Une fois le commencement commencé, il est temps d'entrer dans le vif du sujet et, puisque le premier épisode d'Intérieur Queer démontrait que le Queer était une question politique, d'aborder la question du militantisme. Au moment du cinquantième anniversaire des émeutes de Stonewall, que reste-t-il de nos luttes ?

S’il fallait retenir deux choses de l’épisode 1 d’Intérieur Queer, c’est, d’abord, que le queer est une notion complexe et, ensuite, qu’il est éminemment politique. (On peut également retenir qu’Intérieur Queer est un podcast à l’issue de l’écoute duquel on a sans doute un peu plus de questions en tête que de réponses apportées, mais on tâchera de se dire que c’est là quelque chose de positif). Alors dans ce deuxième épisode, Camille, Gabriel et Hugo ont choisi d’en explorer les aspects concrets. 

Militer quand on est queer

Comment est-ce qu’on milite aujourd’hui en France, quand on est queer ? Quels sont les lieux, les méthodes, les combats ? Qui sont aussi ces militant·e·s d’aujourd’hui, dont on voit rarement le visage dans les grands médias ?

En 2019, le monde entier (ou presque) fêtait les 50 ans de la révolte du Stonewall Inn, l’un des événements fondateurs du mouvement de lutte pour les droits des personnes LGBTQI, dans le sillage duquel s’inscrit le mouvement queer. Par une nuit du mois de juin 1969, les habitué·e·s de ce club new-yorkais ont décidé de se défendre contre une énième descente violente de police. S’ensuivirent cinq jours de révolte contre la police. Depuis, les Marches des Fiertés partout dans le monde célèbrent l’anniversaire de cet événement. Mais militer pour les droits des personnes LGBTQI ne se limite pas à marcher chaque année à la Marche des Fiertés. Certaines structures militantes ont même un réel problème avec la récupération mainstream de ces Marches. Aussi, chaque jour, des milliers de personnes luttent, au sein d’associations, mais aussi dans leur quotidien, pour faire reconnaître leurs droits, leurs identités, leur légitimité à exister. Ce militantisme est provocateur, parfois, drôle ou choc, patient et exigeant. Il est multiforme, à l’image des identités qu’il défend.
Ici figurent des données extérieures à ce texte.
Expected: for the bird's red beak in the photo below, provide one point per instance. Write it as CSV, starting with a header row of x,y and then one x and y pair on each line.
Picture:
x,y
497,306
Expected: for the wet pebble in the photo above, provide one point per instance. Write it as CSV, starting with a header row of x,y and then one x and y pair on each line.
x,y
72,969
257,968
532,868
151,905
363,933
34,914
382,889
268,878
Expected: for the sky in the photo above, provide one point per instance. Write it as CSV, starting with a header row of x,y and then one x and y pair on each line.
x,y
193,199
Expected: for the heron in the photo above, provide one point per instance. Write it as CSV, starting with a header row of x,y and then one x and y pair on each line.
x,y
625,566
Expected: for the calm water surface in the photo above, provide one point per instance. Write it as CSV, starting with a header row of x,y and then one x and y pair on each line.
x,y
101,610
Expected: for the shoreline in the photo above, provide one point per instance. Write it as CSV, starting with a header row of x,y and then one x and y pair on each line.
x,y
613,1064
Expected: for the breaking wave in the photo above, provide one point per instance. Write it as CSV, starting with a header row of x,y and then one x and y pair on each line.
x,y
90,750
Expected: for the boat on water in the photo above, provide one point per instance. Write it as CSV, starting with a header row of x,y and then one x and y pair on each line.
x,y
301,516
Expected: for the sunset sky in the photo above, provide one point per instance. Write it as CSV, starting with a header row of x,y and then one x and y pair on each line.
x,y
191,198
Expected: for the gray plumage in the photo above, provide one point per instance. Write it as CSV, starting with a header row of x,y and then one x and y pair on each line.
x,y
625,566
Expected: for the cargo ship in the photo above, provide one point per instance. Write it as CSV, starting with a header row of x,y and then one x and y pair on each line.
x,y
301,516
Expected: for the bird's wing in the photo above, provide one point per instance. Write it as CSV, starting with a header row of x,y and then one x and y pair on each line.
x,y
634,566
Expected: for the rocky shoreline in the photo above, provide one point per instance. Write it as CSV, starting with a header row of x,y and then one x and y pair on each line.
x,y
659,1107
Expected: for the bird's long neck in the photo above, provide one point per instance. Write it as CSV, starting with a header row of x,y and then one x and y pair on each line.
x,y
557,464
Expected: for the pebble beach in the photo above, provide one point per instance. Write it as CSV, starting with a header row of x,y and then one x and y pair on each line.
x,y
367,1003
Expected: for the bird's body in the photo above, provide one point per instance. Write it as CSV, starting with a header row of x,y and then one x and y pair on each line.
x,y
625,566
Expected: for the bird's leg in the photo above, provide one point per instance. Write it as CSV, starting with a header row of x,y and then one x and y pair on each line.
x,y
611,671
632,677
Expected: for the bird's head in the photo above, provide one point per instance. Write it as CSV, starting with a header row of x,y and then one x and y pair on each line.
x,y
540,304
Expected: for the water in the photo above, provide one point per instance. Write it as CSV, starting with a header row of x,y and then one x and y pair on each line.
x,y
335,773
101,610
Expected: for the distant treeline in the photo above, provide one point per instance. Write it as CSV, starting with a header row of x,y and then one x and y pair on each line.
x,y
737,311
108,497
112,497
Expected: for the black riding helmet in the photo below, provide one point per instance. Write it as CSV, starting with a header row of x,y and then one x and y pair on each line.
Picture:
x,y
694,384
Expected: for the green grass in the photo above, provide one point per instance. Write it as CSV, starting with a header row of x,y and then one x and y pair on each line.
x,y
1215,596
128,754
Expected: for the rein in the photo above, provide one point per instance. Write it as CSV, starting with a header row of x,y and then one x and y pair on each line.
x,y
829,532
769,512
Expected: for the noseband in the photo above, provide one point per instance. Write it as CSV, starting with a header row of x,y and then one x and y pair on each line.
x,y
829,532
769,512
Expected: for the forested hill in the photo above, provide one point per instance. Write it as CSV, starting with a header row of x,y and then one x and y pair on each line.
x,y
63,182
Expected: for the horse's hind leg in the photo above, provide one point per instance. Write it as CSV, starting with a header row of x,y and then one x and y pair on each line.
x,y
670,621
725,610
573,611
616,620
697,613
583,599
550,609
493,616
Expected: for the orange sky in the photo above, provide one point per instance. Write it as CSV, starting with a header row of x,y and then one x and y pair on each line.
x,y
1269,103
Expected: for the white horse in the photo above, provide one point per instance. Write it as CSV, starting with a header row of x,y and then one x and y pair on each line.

Hugo Combe, Gabriel Debray et Camille Mati, plus ou moins à l’aise, en ce qui les concerne individuellement, avec leur propre engagement, sont allé·e·s à la rencontre de ces militant·e·s pour comprendre leur démarche, apprendre de leurs combats et réfléchir aux leurs propres. Qu’est-ce que ça signifie de lutter ? Faut-il faire partie d’une organisation pour agir pour sa communauté, pour son identité ? Le coming out est-il en soi un acte militant ? Qu’en est-il de s’embrasser dans la rue ? De prendre le temps de discuter avec son entourage ? La pédagogie est-elle un passage obligé ? Telles sont les questions de ce deuxième épisode d’Intérieur Queer.